Esperanzas a medias

En el transcurso de esta semana, me topé con dos artículos periodísticos sobre la creación de dos centros de atención especializados en enfermos de Alzheimer. Ambos proyectos son españoles -uno en La Rioja (se trata del Complejo Comunitario Higinia) y otro en Vigo (en la Casa do Mar). En principio, ambos estarán listos para fin de año.

Estos anuncios resultan esperanzadores porque significan un cambio de rumbo en el tratamiento de quienes padecen demencia senil. Al menos desde el sentido común, uno piensa que un establecimiento especializado resultará más eficiente que un lugar donde conviven distintos tipos de pacientes, con distintas necesidades.

En Argentina no sólo no existen institutos especializados en mal de Alzheimer. Por momentos da la sensación de que tampoco existen médicos especializados (no me refiero a investigadores, sino a profesionales concienzudamente preparados para atender y contener a las víctimas de esta patología).

Recuerdo que, cuando buscamos geriátrico para mi padre, no encontramos ninguno con al menos una sala acondicionada para personas con Alzheimer. Los dos establecimientos que terminamos eligiendo no fueron excepcionales en este sentido.

Desde entonces siempre cuestioné la convivencia de personas que padecen distintas enfermedades. Por un lado, esa convivencia carece de fundamento terapéutico; en cambio parece responder a criterios económicos (cuánto más pacientes, más dinero ingresado; la “masificación” no exige especialización y la no-especialización admite sueldos más bajos).

Por otra parte, la convivencia afecta no sólo a quienes padecen Alzheimer (porque no reciben una atención adecuada), sino a los otros internos, sobre todo a quienes están mejor o directamente lúcidos. De hecho, aún ahora me cuesta olvidar la mirada compungida de algunos compañeros de habitación de mi papá – de aquéllos cuya salud mental era envidiable- cuando presenciaban ciertas conductas propias de la demencia.
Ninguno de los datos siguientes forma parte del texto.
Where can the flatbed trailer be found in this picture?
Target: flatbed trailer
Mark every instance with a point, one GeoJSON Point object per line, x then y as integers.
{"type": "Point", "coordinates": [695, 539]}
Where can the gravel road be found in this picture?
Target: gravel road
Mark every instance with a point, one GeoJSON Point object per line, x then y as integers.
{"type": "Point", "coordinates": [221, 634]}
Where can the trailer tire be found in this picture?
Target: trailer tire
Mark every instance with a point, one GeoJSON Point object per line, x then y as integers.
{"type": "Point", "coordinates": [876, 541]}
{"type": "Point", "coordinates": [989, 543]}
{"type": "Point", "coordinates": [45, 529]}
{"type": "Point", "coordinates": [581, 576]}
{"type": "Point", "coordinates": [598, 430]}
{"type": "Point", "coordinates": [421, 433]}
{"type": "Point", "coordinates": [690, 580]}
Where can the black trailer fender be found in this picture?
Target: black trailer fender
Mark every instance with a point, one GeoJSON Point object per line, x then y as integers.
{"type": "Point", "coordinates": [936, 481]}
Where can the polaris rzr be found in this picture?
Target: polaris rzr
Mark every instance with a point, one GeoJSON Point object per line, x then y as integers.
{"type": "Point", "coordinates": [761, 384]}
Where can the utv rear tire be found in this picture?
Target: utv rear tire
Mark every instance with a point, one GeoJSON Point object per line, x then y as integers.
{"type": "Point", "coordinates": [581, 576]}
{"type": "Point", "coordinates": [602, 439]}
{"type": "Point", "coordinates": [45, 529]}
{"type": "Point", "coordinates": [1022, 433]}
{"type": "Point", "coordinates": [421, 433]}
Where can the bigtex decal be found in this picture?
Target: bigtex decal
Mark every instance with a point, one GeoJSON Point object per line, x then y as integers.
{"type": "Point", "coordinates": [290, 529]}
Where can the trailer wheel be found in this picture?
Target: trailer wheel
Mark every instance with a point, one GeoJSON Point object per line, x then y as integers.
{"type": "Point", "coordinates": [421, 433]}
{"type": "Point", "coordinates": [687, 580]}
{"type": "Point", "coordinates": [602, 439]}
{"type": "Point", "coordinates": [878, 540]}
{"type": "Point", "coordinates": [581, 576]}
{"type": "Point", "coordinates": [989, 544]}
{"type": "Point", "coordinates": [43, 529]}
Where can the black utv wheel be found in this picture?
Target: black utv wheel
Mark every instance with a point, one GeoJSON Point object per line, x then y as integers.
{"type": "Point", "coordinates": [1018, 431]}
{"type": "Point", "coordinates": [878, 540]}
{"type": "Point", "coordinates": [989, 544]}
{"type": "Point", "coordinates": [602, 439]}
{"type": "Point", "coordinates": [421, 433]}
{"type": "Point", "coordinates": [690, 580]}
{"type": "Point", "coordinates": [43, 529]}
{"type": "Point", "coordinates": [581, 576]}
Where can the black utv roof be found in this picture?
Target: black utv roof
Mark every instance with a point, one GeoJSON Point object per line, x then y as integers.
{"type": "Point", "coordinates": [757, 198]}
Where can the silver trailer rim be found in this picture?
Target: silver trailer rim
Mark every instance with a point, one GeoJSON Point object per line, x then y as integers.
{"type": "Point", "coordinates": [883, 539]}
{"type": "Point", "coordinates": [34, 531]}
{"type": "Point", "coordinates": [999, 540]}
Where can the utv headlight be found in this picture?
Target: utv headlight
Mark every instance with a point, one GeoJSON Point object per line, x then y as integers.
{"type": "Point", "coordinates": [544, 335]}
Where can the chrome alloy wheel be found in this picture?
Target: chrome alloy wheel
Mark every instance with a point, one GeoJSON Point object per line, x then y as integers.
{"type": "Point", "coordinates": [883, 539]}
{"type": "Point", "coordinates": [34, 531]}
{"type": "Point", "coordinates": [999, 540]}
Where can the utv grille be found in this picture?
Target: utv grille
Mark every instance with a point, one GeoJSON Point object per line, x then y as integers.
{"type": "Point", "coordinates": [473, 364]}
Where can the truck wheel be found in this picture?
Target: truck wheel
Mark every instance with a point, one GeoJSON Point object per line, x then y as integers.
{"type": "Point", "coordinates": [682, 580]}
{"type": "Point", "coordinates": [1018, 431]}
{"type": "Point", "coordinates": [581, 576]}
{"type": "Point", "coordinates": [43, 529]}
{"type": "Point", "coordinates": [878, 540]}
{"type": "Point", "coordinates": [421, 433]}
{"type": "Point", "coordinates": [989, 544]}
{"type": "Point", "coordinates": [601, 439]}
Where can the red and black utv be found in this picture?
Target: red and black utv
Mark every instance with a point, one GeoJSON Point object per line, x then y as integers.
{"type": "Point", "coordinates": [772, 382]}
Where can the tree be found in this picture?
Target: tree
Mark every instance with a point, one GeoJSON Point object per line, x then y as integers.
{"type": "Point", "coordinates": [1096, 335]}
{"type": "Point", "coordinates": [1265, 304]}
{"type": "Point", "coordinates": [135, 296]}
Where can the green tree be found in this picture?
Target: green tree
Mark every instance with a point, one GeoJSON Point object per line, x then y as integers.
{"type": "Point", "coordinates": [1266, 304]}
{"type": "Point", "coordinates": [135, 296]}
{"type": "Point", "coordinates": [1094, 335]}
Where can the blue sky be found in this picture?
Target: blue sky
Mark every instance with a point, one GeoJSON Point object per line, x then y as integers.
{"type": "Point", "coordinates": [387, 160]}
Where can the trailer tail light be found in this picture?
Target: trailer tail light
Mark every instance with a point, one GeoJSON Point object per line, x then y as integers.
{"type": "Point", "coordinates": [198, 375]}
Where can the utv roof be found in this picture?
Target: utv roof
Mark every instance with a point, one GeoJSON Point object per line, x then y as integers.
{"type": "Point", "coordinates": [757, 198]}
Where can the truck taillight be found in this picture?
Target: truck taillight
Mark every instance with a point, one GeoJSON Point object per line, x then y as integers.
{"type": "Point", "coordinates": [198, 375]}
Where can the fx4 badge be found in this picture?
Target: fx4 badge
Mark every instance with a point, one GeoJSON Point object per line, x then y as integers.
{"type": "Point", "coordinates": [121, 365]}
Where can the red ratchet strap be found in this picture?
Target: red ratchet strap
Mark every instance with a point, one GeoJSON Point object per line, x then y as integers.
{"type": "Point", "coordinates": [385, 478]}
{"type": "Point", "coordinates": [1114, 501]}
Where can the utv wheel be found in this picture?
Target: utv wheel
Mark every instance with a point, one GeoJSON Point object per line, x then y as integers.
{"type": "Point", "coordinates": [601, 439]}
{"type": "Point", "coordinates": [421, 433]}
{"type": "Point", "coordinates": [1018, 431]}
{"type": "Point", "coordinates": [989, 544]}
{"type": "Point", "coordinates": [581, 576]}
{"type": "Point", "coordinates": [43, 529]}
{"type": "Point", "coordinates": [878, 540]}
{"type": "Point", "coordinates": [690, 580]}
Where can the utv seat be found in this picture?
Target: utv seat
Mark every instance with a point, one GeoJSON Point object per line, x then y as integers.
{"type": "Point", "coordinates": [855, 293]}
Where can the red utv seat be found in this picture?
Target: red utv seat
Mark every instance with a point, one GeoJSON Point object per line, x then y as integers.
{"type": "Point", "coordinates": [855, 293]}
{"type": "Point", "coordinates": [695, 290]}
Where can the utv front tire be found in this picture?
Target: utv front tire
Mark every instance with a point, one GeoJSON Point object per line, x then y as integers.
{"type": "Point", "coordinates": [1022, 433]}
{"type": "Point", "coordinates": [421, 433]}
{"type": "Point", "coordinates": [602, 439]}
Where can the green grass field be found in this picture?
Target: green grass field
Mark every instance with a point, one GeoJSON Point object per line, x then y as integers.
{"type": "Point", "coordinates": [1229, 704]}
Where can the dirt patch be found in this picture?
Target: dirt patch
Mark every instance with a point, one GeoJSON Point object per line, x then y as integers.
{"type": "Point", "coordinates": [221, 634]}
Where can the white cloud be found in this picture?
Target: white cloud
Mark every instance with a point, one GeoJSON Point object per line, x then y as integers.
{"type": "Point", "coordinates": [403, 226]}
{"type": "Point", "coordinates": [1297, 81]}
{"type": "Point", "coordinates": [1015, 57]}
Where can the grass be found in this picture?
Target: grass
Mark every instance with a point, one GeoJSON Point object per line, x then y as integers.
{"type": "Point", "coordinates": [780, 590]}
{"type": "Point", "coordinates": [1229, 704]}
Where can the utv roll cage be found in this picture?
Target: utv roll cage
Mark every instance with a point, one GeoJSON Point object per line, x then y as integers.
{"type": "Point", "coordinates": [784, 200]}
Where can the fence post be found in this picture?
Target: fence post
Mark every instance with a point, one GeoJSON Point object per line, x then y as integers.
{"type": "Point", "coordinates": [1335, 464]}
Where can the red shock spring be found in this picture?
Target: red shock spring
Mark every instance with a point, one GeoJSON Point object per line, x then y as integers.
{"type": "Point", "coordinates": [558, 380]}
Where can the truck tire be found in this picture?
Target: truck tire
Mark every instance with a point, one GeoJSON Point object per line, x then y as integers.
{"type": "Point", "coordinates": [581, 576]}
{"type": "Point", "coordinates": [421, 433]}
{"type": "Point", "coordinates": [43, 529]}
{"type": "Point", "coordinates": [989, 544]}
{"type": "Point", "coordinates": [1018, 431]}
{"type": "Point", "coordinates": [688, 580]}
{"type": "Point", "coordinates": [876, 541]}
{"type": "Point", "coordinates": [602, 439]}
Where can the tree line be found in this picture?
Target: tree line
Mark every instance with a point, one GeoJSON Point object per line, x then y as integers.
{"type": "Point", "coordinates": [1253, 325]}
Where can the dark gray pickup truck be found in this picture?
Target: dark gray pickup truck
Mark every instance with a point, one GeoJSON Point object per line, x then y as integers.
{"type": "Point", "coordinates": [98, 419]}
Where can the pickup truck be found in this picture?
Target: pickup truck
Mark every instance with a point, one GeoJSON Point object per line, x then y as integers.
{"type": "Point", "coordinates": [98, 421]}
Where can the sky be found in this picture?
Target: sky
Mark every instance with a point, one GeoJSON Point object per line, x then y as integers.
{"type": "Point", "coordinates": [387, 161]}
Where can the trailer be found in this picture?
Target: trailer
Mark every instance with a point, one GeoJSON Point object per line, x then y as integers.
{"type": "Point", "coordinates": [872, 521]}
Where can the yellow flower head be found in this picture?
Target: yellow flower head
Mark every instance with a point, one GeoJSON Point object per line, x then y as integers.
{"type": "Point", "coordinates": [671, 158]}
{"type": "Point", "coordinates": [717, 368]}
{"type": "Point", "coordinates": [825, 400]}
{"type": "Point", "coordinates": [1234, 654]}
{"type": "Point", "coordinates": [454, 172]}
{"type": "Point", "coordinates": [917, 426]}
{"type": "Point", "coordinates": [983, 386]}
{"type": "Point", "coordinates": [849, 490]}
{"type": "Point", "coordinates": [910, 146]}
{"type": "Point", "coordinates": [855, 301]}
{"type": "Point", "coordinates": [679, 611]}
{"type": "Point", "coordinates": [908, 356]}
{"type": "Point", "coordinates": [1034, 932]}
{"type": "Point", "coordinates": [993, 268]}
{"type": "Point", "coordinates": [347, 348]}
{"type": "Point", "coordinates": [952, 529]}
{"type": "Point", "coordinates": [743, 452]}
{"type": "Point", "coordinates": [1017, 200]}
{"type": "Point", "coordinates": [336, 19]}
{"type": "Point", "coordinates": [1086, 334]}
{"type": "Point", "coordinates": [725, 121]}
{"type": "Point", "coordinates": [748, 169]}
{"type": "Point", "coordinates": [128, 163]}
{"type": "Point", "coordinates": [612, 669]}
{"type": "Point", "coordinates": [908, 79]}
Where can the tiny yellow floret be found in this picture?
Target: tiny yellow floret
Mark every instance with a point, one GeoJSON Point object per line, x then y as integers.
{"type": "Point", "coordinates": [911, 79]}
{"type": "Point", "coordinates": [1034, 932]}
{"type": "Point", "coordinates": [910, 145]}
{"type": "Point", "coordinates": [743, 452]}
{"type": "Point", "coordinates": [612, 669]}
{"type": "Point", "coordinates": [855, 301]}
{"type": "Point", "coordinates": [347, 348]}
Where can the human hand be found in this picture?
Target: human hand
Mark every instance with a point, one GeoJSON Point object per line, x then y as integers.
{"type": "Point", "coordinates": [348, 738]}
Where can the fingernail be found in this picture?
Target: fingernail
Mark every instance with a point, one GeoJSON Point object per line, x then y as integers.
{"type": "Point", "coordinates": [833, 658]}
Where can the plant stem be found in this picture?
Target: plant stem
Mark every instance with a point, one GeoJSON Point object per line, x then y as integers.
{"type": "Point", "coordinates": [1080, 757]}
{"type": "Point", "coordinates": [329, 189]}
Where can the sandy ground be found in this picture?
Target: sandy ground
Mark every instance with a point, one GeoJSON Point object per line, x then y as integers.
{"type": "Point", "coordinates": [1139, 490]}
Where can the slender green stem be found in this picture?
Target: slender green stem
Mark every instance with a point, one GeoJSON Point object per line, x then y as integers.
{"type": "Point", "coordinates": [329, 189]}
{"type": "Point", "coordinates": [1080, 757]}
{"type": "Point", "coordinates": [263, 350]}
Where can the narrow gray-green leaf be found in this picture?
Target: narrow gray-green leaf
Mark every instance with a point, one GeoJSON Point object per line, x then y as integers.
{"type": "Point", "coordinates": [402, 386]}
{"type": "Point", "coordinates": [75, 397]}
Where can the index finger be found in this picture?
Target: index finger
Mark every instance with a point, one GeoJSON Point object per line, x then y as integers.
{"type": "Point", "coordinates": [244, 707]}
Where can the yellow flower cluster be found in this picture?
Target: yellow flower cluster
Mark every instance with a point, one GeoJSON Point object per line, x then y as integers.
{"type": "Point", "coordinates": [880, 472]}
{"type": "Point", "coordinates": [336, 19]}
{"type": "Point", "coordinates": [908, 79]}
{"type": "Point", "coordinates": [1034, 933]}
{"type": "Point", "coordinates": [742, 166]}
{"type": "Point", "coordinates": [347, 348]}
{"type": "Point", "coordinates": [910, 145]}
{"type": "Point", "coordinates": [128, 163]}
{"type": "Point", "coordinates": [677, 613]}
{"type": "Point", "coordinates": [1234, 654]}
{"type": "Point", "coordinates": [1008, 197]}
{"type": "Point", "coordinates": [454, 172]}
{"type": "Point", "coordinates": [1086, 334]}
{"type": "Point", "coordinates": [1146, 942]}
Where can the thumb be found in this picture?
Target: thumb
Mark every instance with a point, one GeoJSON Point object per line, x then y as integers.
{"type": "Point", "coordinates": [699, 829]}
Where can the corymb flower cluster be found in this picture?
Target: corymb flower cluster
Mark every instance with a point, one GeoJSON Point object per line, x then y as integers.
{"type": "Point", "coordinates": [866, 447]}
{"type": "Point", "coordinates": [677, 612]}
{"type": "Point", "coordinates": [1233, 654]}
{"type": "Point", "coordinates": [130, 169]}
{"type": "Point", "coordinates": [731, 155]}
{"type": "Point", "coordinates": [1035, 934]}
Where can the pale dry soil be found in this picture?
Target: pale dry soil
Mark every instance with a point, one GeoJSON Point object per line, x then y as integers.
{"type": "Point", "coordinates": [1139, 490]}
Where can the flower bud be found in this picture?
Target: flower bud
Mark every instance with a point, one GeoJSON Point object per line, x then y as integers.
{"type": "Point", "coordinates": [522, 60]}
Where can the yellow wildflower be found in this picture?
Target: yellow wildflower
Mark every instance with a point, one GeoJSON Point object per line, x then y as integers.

Ante un anuncio como los mencionados, uno constata cuán lejos estamos del mundo desarrollado en términos de salud. Mientras en países como España contemplan la necesidad de crear centros asistenciales especialmente preparados para enfermos de Alzheimer, nuestros medios de comunicación siguen publicando noticias como ésta.

Vista así, la esperanza en principio transmitida por los artículos citados se diluye en cuanto volvemos a sumergirnos en nuestra cruda realidad, víctima del desamparo.